Энидэй, тебя можно поздравить с воскрешением?
Он протянул мне руку и помог встать на ноги. Мы обнялись, и он сжал меня так сильно, что кости у меня хрустнули. Придерживая одной рукой за плечи, он подвел меня к костру, где нас встретили с удивлением и радостью. Бека одарил меня апатичной полуулыбкой. Игель — скрестив руки на груди, он что-то вещал с серьезным видом — слегка кивнул на мое приветствие. Потом все набросились на белку и орешки, но, конечно же, эта скудная еда не смогла утолить голод всех собравшихся. Безуспешно попытавшись прожевать жесткое мясо, я отставил свою тарелку в сторону. В пламени костра все лица радостно светились, а измазанные жиром губы делали улыбки в прямом смысле слова сияющими.

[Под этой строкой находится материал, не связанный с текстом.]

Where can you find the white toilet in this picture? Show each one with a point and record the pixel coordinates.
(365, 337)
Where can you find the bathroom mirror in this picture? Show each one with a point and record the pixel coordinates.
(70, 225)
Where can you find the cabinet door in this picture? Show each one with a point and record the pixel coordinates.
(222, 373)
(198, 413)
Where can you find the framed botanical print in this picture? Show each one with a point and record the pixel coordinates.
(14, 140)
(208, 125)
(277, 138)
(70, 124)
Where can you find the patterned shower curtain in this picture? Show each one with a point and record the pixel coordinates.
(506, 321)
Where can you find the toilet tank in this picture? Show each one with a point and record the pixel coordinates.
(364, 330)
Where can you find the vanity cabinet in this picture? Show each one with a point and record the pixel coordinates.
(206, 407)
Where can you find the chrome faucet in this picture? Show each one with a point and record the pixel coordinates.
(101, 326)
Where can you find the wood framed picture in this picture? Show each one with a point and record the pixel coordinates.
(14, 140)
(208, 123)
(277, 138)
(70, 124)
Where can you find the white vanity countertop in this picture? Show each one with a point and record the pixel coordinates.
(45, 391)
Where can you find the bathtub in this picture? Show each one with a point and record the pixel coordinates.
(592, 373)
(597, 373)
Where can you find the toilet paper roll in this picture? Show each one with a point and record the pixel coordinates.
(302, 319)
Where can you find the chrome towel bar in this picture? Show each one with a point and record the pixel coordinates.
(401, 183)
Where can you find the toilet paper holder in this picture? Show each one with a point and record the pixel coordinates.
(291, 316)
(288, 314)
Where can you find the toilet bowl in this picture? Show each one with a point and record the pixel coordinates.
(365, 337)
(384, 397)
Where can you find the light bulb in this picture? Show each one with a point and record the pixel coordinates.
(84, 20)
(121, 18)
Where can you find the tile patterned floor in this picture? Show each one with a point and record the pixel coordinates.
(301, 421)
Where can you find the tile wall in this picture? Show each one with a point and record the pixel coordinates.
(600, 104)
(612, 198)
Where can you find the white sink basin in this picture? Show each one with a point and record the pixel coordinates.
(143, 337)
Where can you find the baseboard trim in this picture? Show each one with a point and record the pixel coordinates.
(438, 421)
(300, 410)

После ужина ко мне пододвинулся Лусхог и прошептал на ухо, что приготовил для меня сюрприз. Мы вышли из лагеря, и последние розовые отблески заката освещали нам путь. Между двумя большими камнями лежали четыре маленьких конверта.
— Бери, — сказал он, подняв верхний камень.
Я едва успел выхватить письма из-под него, как Лусхог его отпустил. Порывшись в мешочке, висевшем у него на груди, Лусхог выудил оттуда остро отточенный карандаш и застенчиво протянул его мне. — Это тебе для начала. С Рождеством!
— А сегодня Рождество?
Лусхог посмотрел по сторонам, словно проверял, не слышит ли кто нас:
— Ты его не пропустил, так что считай, тебе повезло.
— С Рождеством, — сказал я ему. И начал распечатывать свои подарки. К сожалению, у меня сохранилось только два письма из тех четырех, но потерянные не представляли особенной ценности. Одно было уведомлением об оплате ипотеки, и потом я отдал его Лусхогу, чтобы тот скрутил себе очередную папиросу. Другое оказалось письмом взбешенного читателя в какую-то газету: он последними словами поносил Гарри Трумэна. Листок был исписан с обеих сторон мелким почерком, даже полей не осталось, и потому ни для чего не годился. А вот еще в двух письмах свободного места оказалось куда больше, особенно в одном, написанном крупными буквами с большими пробелами между строчек.
2 февраля 1950
Миленький мой!
Та ночь так много значела для меня што я не могу понять почему ты мне не звонишь и не пишеш после той ночи. Я ничего не понимаю. Ты сказал мне што ты любешь меня и я тебя тоже люблю, но ты не ответил на целых три моих письма и домашний телефон тоже не отвечает и даже телефон на твоей работе тоже. Я обычно не делаю в машине то што мы с тобой делали, но ты же сказал што любешь меня поэтому я это и делала с тобой и ты все время говорил мне што любешь меня с такой страстью што я поверию тебе. Я хочу штобы ты знал што я не такая а што я не делаю зто со всеми
А я такая которая любит тебя и такая которая ждет што Джентельмен будет вести себя как Джентельмен.